Мужчина задохнулся, бесконечным усилием воли удерживаясь на грани:
– Сейчас, родная… ох, боже, сейчас…
Горячая, тугая, скользкая от недавнего оргазма и его ласк, Эмма приняла его первым же жадным толчком, до боли впиваясь пальцами в плечи, и слитный, полный удовольствия стон заставил задрожать звезды, разбивая ночь на звенящие осколки.

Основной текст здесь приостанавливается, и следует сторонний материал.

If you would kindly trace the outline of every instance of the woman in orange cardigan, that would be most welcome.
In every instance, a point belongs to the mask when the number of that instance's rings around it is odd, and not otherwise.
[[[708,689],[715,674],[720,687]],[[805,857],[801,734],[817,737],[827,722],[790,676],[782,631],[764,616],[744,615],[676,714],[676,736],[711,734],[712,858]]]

Киллиан прижался губами к распахнувшемуся рту, заглушая и ее, и свои собственные всхлипы, пока его пальцы зарывались в ее волосы на затылке, сминая в горсти длинные светлые пряди, а напряженный член растягивал, проникая в желанную глубину сильными рывками.
Жарко.
Тесно.
До предела.
Так необходимо.
Обычно они занимались любовью долго и сладко, стремясь доставить друг другу как можно больше удовольствия, но сегодня он просто трахал ее – быстро, сильно и резко, в бешеной погоне за их общим оргазмом, зная, что можно, что она хочет этого так же страстно, как жаждет он. И, принимая и разделяя ставшее общим их безумное желание, вторя каждому его движению, она раскрывалась ему навстречу, притягивала к себе, захлебываясь в его рот умоляющими стонами:
– Еще… пожалуйста, еще…
И мужчина едва сдерживался, чтобы не застонать во весь голос, вторя ее мольбам.
Плавясь.
Растворяясь.
Теряя себя.
Забывая обо всем.
И сбившееся дыхание, и хриплые вздохи, и влажные ритмичные звуки, с которыми он погружался в ее тело… Такая узкая, такая мокрая, такая напряженная, впивающаяся короткими ногтями в его плечи, всхлипывающая, задыхающаяся – уже на пределе, на грани, когда каждое новое движение пробивало острой дрожью по телу словно разрядом молнии по оголенным нервом.